Heavy Tool Mount

Task
Handling large, bulky tools such as gas-powered tampers on and off trucks for use in construction and street maintenance.

Problem
Tools such as pavement breakers and gas-powered tampers typically weigh 90-150 lbs. (40-68 kg) and are often located on the truck in places making them difficult to load and unload. Risk factors include high forces applied in awkward postures. There are no good hand-holds on some of these tools. This is a high-risk activity even with 3 people performing the lift/lower.

Intervention
A group of construction workers developed and fabricated an arm that extends from the front bumper of the truck. The axis of rotation is offset from the vertical - this allows the arm to descend to pavement level as it swings away from the bumper. The tool can then be "walked" off the supporting plate at the end of the arm. When the crew is finished using the tool, one person can easily slide it onto the plate and push the arm toward the front bumper.

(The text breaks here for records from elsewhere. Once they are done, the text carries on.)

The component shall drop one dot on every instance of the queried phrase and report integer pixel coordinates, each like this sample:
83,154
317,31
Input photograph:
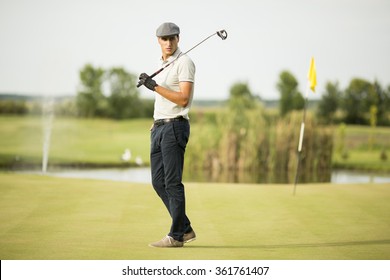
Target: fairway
54,218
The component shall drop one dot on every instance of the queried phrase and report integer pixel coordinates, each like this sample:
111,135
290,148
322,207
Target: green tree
329,102
383,105
90,100
290,98
124,99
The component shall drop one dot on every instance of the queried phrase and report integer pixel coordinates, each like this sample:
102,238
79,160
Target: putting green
44,217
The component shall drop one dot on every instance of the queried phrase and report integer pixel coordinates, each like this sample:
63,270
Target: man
174,88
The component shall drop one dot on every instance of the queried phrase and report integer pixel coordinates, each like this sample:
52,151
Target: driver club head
222,34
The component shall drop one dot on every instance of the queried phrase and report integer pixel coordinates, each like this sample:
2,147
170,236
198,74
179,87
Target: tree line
361,102
112,93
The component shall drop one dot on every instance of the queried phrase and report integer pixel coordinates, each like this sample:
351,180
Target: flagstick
301,138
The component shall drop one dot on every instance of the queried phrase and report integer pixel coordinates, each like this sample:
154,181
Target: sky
45,43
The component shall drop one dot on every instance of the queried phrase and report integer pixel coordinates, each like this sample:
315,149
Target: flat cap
167,29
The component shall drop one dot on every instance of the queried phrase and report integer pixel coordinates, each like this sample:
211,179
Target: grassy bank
51,218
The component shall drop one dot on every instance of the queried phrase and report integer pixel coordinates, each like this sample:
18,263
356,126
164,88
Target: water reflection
142,175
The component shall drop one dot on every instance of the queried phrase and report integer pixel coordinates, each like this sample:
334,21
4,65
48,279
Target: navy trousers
168,144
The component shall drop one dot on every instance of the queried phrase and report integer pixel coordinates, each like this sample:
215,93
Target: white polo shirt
182,70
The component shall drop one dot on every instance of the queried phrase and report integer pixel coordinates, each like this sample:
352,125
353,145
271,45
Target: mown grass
73,141
44,217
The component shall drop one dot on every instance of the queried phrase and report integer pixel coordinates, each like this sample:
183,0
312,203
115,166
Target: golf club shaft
222,34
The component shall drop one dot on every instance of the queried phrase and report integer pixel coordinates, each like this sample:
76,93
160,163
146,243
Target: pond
142,175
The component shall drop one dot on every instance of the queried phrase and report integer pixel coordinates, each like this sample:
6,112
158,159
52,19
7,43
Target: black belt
164,121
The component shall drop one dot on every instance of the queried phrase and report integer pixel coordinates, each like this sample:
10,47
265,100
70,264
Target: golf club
222,34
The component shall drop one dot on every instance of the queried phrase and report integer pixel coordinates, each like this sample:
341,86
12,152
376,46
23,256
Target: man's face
168,45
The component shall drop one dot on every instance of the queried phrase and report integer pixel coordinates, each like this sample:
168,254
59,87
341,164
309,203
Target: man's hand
148,82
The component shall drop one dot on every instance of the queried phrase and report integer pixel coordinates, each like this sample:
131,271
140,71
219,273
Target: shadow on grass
301,245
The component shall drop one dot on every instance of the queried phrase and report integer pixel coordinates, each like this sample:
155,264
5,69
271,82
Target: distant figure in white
126,156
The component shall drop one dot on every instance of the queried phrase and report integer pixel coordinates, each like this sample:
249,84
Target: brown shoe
189,237
167,242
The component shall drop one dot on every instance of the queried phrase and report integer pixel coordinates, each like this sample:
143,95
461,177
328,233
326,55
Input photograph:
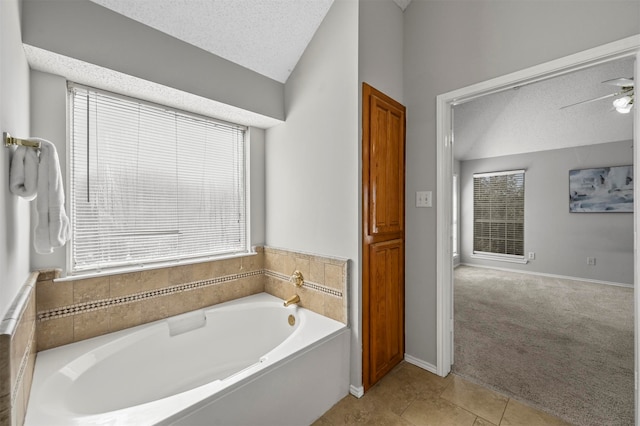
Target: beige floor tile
482,402
364,411
425,383
392,394
482,422
518,414
322,421
435,411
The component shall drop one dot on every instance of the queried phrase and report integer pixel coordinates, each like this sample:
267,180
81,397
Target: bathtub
246,362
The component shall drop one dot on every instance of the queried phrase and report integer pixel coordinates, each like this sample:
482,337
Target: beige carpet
563,346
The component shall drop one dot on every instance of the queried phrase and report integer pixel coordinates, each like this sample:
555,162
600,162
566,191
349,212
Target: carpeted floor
566,347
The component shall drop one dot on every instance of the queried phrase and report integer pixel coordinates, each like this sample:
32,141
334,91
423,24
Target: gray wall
89,32
379,65
311,160
452,44
562,241
14,118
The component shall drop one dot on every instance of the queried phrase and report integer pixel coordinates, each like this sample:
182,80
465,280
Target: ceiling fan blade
620,82
592,100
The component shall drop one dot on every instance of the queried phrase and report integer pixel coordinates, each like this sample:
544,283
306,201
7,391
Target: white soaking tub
240,363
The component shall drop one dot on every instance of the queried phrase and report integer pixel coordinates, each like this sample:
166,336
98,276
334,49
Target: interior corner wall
14,118
380,46
449,45
311,160
561,240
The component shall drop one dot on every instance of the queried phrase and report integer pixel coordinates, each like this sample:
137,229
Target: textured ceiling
529,118
266,36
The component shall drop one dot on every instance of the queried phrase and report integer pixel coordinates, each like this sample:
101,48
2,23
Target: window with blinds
151,184
498,213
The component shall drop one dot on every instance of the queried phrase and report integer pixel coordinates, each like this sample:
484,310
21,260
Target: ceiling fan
624,96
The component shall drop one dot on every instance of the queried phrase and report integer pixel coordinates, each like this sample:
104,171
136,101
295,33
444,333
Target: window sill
500,257
151,266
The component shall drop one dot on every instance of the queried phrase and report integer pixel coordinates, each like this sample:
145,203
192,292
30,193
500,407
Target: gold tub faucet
292,300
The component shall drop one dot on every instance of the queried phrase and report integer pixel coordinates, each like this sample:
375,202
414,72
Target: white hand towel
23,176
52,227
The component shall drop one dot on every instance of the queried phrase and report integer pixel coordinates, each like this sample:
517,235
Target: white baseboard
420,363
357,391
542,274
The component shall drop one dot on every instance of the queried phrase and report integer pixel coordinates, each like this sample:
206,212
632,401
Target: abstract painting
602,189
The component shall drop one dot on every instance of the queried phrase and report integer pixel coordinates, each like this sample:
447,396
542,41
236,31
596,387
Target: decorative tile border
95,305
315,286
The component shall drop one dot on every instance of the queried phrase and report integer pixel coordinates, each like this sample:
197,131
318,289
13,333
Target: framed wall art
601,190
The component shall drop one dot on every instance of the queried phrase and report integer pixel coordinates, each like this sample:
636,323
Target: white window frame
492,255
152,264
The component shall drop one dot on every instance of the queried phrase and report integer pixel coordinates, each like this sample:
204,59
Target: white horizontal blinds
498,213
151,184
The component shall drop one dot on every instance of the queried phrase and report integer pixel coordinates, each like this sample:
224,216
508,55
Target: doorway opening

The tool gradually rises to bumper height, where it can be secured for transport.

Cost
Estimated US $500 in parts and labor.

Evaluation of Intervention

  • Pros
  • Eliminates reaching and bending to lift or lower tool
  • Substitutes relatively low force pushing and sliding for heavy lift.
  • Cons
  • Depending on terrain or crown of road, tool may not descend fully to surface when arm is extended.
  • Some trucks may not have enough available space on front bumper.

Semi-Quantitative Evaluation of Intervention

  • Reduction of Identified Risk Factor
  • No New Risk Factors Introduced
  • Productivity not Reduced
  • Low Cost
  • Total
  • 4/5
  • 5/5
  • 5/5
  • 4/5
  • 18/20

Other Possible Interventions

  • Hydraulic hoist on side of truck—this would be much more expensive and would take up more space.